What is being proposed:
Two big changes to mortgage qualification that are being discussed at the moment are increasing minimum down payment requirements from 5% to 10%, and reducing amortization periods from a maximum of 25 years to 20 years, as per this Financial Post article. The changes to mortgage qualification are in the early stages of discussion, but if passed, these changes would have a dramatic impact on the purchasing power of first time home buyers, and those purchasing high end homes. Qualification criteria on high end homes over $1,000,000 were already changed in 2014 as a measure to temper the rapidly heating markets in Toronto and Vancouver when they became un-insurable (therefore requiring a 20% down payment), but if the proposed changes were to be implemented, existing and prospective homeowners would be impacted across the country. In the short term, the changes would likely impact house prices (as fewer people qualify for purchasing homes, demand would see a drop), however, in the long run, we would likely see an increase in stability, as homeowners find themselves with more equity in their homes, and more forced savings.
How will these changes to mortgage qualification affect homeowners:
Let’s take a look at how the proposed changes would affect someone looking at purchasing their first home.

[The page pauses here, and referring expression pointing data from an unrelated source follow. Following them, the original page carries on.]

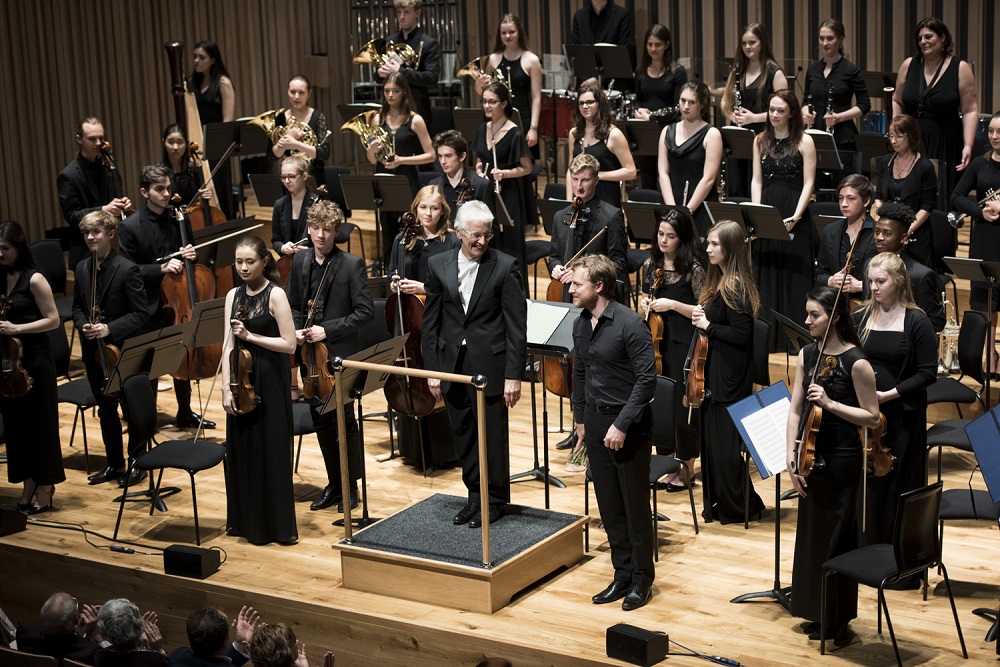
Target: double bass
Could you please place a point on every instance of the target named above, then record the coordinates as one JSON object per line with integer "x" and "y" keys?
{"x": 404, "y": 314}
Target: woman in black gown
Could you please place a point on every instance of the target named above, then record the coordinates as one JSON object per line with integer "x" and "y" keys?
{"x": 907, "y": 176}
{"x": 259, "y": 498}
{"x": 408, "y": 271}
{"x": 827, "y": 522}
{"x": 939, "y": 90}
{"x": 754, "y": 77}
{"x": 677, "y": 269}
{"x": 31, "y": 421}
{"x": 502, "y": 156}
{"x": 726, "y": 309}
{"x": 690, "y": 156}
{"x": 982, "y": 176}
{"x": 594, "y": 133}
{"x": 784, "y": 170}
{"x": 411, "y": 142}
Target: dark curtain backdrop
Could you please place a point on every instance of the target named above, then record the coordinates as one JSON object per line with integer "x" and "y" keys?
{"x": 67, "y": 58}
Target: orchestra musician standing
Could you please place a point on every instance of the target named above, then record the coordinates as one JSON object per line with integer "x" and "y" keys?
{"x": 614, "y": 379}
{"x": 726, "y": 309}
{"x": 121, "y": 298}
{"x": 475, "y": 323}
{"x": 827, "y": 520}
{"x": 678, "y": 255}
{"x": 342, "y": 308}
{"x": 147, "y": 235}
{"x": 259, "y": 497}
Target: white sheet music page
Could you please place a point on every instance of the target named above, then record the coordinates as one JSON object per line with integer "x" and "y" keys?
{"x": 766, "y": 428}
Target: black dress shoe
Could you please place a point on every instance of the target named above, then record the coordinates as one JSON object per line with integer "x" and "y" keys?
{"x": 637, "y": 597}
{"x": 326, "y": 499}
{"x": 106, "y": 475}
{"x": 466, "y": 513}
{"x": 192, "y": 419}
{"x": 495, "y": 512}
{"x": 616, "y": 591}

Imagine the excited prospective homeowners to the left, Bob and Sandy. Their combined household income is $95,000/year, they have credit card debt of $10,000, and an auto loan carrying monthly payments of $495.They currently pay $1,800/month rent, and generally save up $1,200/month after covering their monthly expenses. They are looking to purchase their first home, and have saved up $35,000 to cover a 5% down payment, moving expenses, legal fees, and furniture purchases, and some renovations on the new home. |
Today, Bob and Sandy would qualify for the purchase of a home with a maximum purchase price of $480,000 with a $24,000 down payment, and monthly mortgage payments of $2,137. They would have $11,000 to cover their expenses at closing, and be able to purchase a single family detached home in the Metro Edmonton Area, with the average being $444,862 in the month of June 2015, as per the Edmonton Real Estate Board.
Now let’s look at the same example, but using the changes to mortgage qualification being discussed in Ottawa. Right off the top, you’ll notice that Bob and Sandy have only saved up $35,000, meaning that they are instantly limited to a maximum purchase price of $350,000. In terms of monthly payment affordability, this reduction in purchasing power would help them maintain their existing lifestyle, with monthly mortgage payments of $1,721.24 – meaning that over the long term, the proposed changes to mortgage qualification will result in more stability for homeowners, and the general Canadian Real Estate Market.

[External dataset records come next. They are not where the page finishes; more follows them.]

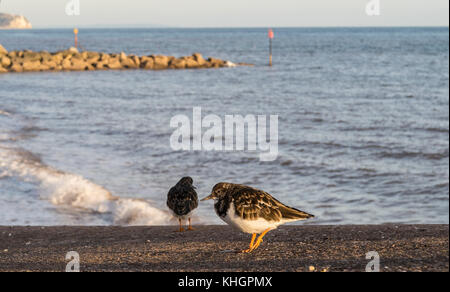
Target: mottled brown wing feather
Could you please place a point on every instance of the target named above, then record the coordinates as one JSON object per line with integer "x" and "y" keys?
{"x": 252, "y": 204}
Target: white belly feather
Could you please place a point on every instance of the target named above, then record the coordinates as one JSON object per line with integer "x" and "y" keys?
{"x": 249, "y": 226}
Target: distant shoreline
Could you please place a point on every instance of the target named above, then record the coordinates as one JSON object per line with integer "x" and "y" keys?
{"x": 208, "y": 248}
{"x": 143, "y": 27}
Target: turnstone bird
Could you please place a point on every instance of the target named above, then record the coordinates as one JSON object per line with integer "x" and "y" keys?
{"x": 182, "y": 199}
{"x": 251, "y": 210}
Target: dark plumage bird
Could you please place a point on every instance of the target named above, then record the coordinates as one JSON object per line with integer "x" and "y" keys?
{"x": 182, "y": 199}
{"x": 252, "y": 211}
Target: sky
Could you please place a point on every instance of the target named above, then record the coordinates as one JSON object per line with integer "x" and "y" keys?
{"x": 229, "y": 13}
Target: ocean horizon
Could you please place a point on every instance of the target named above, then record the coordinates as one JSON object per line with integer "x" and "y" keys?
{"x": 363, "y": 123}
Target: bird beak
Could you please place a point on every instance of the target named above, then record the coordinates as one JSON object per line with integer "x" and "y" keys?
{"x": 208, "y": 198}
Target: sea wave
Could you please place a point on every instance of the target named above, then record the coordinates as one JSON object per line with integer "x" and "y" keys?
{"x": 72, "y": 190}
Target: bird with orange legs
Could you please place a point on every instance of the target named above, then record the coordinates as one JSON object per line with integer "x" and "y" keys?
{"x": 252, "y": 211}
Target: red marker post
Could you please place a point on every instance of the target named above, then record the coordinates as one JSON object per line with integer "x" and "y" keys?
{"x": 75, "y": 32}
{"x": 271, "y": 35}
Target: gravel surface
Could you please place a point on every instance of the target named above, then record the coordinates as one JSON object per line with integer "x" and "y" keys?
{"x": 211, "y": 248}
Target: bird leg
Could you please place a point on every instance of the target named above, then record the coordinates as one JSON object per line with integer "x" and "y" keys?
{"x": 190, "y": 225}
{"x": 181, "y": 227}
{"x": 251, "y": 244}
{"x": 259, "y": 241}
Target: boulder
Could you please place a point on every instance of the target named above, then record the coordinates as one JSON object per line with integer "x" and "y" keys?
{"x": 178, "y": 64}
{"x": 78, "y": 64}
{"x": 147, "y": 63}
{"x": 31, "y": 66}
{"x": 5, "y": 61}
{"x": 128, "y": 63}
{"x": 216, "y": 62}
{"x": 31, "y": 56}
{"x": 16, "y": 67}
{"x": 114, "y": 64}
{"x": 199, "y": 58}
{"x": 161, "y": 62}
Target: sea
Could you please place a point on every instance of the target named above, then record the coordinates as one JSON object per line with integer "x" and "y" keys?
{"x": 363, "y": 129}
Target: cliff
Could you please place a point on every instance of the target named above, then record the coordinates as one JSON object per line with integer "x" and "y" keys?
{"x": 8, "y": 21}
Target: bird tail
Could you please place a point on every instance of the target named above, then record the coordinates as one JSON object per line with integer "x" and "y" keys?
{"x": 294, "y": 214}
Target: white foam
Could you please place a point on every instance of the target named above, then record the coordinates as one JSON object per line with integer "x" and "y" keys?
{"x": 71, "y": 190}
{"x": 4, "y": 113}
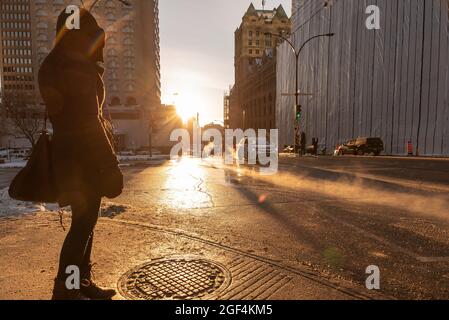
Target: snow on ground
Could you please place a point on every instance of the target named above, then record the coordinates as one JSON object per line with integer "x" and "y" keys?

The issue for Bob and Sandy now is that in order to purchase a single family detached home in Edmonton, they would need to save up an additional $12,000 at a very minimum, meaning that they would have to continue renting for at least 10 months, saving up $1,200/month. The monthly mortgage payments on a $450,000 home with a 10% down payment would become $2,213 if the proposed changes to mortgage qualification were to come into effect -meaning that the same house would require a larger down payment, and carry larger monthly mortgage payments.
Long Term:
In the short term, I would expect that the proposed changes to mortgage qualification would result in a very slight reduction in real estate values. Fewer qualifying buyers, and longer down payment save up times would mean that higher end properties would likely remain on the market a little bit longer, and therefore could see price reductions. However, since those selling would also need to get enough from the sale of their existing home to purchase their next home with a 10% down payment. In order to get the required 10% down payment from the sale of their homes, sellers would have to remain somewhat firm on price -people would just list their home(s) less often.

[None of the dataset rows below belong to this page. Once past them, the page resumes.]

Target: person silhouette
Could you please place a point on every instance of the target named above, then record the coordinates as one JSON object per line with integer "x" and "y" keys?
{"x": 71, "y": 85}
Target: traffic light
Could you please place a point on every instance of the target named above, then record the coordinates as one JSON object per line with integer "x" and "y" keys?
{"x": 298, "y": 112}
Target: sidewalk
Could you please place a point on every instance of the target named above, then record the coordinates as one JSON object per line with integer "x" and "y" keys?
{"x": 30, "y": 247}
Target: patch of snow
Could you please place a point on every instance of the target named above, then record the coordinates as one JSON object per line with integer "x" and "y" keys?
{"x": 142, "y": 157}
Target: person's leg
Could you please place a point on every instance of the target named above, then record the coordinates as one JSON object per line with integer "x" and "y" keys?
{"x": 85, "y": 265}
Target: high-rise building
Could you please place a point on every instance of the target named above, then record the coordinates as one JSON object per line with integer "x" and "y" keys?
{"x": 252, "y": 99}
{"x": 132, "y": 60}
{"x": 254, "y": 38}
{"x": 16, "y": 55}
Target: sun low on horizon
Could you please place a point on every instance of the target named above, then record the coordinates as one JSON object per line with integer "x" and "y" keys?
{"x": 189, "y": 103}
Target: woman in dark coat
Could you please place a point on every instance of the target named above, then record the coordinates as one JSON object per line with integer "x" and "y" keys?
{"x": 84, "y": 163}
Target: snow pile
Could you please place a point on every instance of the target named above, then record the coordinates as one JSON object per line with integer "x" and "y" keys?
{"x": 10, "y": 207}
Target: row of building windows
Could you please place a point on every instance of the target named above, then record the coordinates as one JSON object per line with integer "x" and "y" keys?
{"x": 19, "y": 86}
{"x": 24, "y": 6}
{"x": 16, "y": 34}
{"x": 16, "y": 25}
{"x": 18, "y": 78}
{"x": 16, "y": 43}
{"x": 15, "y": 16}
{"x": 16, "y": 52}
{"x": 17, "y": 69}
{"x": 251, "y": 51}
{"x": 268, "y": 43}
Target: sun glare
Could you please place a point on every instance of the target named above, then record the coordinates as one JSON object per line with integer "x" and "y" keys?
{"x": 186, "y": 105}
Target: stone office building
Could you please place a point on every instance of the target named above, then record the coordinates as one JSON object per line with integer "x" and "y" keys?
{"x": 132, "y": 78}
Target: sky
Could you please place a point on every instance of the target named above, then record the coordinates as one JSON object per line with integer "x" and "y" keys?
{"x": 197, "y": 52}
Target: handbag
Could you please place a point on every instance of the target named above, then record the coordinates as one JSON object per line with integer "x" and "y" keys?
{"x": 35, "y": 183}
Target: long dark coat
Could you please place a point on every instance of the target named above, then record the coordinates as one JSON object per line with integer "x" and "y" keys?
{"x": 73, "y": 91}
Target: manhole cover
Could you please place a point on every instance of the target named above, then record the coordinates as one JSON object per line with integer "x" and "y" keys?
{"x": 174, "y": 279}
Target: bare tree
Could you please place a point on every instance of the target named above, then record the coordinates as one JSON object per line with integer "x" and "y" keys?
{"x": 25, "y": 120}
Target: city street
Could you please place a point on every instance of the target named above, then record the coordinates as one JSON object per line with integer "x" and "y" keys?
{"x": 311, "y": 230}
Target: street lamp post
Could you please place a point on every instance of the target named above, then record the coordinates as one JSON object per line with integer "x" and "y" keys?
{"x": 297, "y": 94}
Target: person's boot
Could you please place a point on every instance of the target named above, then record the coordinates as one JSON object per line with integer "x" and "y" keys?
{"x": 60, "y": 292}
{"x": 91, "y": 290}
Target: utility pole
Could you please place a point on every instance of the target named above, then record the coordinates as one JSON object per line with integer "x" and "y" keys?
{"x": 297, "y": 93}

The proposed changes would see a drop in real estate activity, as the number of qualified buyers is reduced. Overall, the proposed changes to mortgage qualification could see greater stability in the Canadian Real Estate Market but at a cost.
Canadians would be purchasing cheaper homes while carrying larger monthly mortgage payments. At the same time, these prospective homeowners will likely not see much in the way of real estate value reductions, as existing homeowners find themselves reluctant to sell unless they are able to get a price that will allow for them to make a 10% down payment on their next home.